Appreciation this month for public health care workers
Nearly every month each year features an array of causes, groups or conditions that merit being recognized with a day, week or even the entire month.
August is no exception. But with the world in the midst of the coronavirus pandemic, one designation seems particularly apt this year.
Gov. Gretchen Whitmer recently proclaimed August 2020 as Community Health Worker Appreciation Month in Michigan and encouraged Michiganders across the state to take this opportunity to thank the community health workers who have worked tirelessly against COVID-19.

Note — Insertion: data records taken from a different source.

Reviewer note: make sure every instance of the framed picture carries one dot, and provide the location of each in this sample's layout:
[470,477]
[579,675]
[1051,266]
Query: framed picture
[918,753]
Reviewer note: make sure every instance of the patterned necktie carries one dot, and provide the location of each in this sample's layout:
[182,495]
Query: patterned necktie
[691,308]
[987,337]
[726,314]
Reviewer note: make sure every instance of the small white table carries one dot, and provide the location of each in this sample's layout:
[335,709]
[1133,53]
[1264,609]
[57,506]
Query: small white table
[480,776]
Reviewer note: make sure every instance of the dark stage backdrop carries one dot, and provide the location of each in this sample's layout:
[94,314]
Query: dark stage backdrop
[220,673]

“Community health workers have risen to the occasion to protect Michigan residents and battle COVID-19,” Whitmer said. “We are grateful for community health workers who continue to work hard to provide health services to communities across the state. I encourage each and everyone of us to show our appreciation to community health workers by taking steps to make their jobs easier by washing our hands frequently, practicing social distancing, and wearing a mask.”

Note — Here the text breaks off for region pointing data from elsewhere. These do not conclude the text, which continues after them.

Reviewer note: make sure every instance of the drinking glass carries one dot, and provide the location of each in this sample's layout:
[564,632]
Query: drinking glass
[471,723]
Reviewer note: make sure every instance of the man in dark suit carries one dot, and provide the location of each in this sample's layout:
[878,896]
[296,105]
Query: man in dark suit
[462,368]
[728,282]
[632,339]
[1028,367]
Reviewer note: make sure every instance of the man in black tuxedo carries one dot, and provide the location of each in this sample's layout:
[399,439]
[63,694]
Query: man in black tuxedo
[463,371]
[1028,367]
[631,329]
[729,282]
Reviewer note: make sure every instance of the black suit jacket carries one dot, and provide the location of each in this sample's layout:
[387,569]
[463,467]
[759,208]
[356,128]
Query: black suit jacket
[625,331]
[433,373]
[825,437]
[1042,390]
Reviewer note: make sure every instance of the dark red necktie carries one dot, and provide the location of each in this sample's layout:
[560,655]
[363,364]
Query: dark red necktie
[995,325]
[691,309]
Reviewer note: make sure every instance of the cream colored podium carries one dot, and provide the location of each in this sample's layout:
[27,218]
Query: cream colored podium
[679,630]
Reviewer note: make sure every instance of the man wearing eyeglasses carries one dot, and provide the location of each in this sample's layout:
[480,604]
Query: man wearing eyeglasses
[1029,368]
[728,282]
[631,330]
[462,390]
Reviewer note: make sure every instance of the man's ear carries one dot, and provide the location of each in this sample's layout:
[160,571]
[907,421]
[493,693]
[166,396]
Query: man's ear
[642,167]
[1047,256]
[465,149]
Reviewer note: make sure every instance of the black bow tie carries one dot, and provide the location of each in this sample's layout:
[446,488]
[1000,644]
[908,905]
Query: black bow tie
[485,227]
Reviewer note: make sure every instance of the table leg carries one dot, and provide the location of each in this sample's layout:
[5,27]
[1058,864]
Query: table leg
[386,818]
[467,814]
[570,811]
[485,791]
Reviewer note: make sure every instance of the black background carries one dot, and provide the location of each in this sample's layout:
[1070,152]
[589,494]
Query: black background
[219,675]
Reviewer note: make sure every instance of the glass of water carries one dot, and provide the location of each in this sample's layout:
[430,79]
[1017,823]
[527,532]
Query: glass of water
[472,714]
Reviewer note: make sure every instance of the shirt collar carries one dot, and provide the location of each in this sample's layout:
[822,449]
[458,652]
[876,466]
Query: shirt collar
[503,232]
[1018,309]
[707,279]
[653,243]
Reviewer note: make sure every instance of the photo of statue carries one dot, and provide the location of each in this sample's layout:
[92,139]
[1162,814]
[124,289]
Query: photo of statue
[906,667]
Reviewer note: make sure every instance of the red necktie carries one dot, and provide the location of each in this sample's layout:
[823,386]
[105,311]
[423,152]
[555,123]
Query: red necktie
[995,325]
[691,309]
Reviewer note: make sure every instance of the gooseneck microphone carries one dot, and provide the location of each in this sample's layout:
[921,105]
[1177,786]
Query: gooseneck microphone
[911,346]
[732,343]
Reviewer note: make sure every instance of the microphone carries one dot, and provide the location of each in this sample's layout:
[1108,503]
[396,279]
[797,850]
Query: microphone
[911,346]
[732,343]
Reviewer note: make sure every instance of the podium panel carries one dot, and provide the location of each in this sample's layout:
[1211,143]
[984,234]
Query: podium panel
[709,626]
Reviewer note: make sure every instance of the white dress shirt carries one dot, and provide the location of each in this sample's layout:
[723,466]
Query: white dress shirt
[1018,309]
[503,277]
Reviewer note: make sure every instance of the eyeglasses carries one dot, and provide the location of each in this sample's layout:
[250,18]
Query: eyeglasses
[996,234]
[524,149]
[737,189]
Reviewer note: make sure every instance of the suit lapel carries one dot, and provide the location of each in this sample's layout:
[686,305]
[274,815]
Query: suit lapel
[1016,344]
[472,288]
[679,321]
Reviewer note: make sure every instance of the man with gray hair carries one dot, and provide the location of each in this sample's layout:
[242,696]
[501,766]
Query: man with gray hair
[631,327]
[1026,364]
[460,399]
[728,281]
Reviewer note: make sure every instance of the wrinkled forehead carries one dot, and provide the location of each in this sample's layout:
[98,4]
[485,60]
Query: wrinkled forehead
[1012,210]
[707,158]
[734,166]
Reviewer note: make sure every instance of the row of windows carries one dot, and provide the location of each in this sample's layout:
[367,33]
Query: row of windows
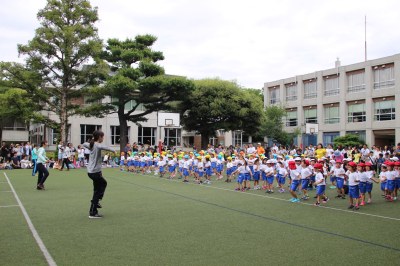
[383,111]
[383,79]
[146,135]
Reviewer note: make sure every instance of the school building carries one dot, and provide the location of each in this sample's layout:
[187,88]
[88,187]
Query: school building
[358,99]
[160,126]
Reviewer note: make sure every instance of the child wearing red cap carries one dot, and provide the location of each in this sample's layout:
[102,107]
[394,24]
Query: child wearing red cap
[354,192]
[390,177]
[363,182]
[397,178]
[320,183]
[338,172]
[305,178]
[370,174]
[295,176]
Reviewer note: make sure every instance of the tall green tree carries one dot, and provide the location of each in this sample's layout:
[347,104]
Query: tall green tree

According to the Michigan Community Health Worker Alliance, a community health worker “is a frontline public health worker who is a trusted member of and/or has an unusually close understanding of the community served. This trusting relationship enables the CHW to serve as a liaison/link/intermediary between health/social services and the community to facilitate access to services and improve the quality and cultural competence of service delivery. A CHW also builds individual and community capacity by increasing health knowledge and self-sufficiency through a range of activities such as outreach, community education, informal counseling, social support and advocacy.”
The state has hundreds of community health workers in all regions of the state “helping prevent and manage chronic conditions, develop healthier lifestyles, improve maternal and child health, increase rates of preventive screenings and improve access to and use of health care and social services through outreach, enrollment and patient education,” according to the proclamation.
They are vital to reaching underserved areas to help promote and protect the health and well-being of their communities, according to the governor.